Dziesięciomiesięczny syn państwa Jarczyńskich trafił do szpitala z poparzeniem. Po zabiegu i wybudzeniu z narkozy, nie zobaczy obok siebie żadnego z rodziców.
- Wczoraj nie spałam, bo płakałam przez całą noc. Teraz dalej płacze – przyznaje Weronika Jarczyńska.
Z kolei pani Klaudia, gdy dowiedziała się o izolacji, opuściła szpital z dzieckiem na rękach i pojechała do innej placówki, gdzie jest razem z córką.
- Ona bardzo źle znosi rozstania. Mimo że dysponuję takim papierem, powiedziano mi, że jeżeli będzie taka konieczność, to dziecko i tak musi zostać samo. Dla mnie to niedopuszczalna sytuacja – mówi Klaudia Stawińska-Błyszcz.
„Niepokój jest uzasadniony”
Decyzję o zakazie odwiedzin i pobytu rodziców przy małych pacjentach wydał dyrektor szpitala. Wyjątkiem jest obecność rodziców przy dzieciach niepełnosprawnych oraz tych karmionych piersią.

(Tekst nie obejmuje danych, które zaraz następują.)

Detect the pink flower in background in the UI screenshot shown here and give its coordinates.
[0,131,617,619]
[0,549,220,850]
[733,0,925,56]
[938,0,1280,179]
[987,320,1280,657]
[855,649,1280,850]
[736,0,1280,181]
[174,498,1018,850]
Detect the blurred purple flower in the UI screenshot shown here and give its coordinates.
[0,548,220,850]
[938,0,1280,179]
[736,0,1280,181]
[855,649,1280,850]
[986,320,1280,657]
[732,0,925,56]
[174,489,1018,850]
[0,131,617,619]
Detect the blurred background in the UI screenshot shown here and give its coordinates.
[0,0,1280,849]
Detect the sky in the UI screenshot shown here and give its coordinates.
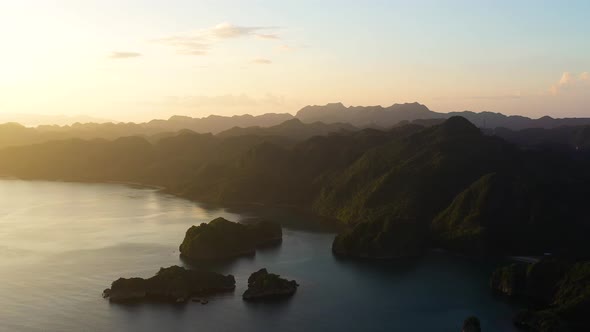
[0,0,590,121]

- Rozumiem niepokój rodziców. Jest dla mnie uzasadniony. Myślę, że znane jest to, że u wielu nosicieli koronawirusa organizm nie ujawnia zakażenia – tłumaczy Edward Hartwich, dyrektor Wojewódzkiego Szpitala Dziecięcego w Bydgoszczy.
- Dzisiaj emocje budzi to, że nie ma rodzica przy dziecku, chciałbym wszystkim życzyć, żeby w przyszłości nie było źródłem emocji to, któremu dziecku podarować respirator. Czy temu, które choruje na mukowiscydozę, czy temu, które choruje na cukrzycę – dodaje Hartwich.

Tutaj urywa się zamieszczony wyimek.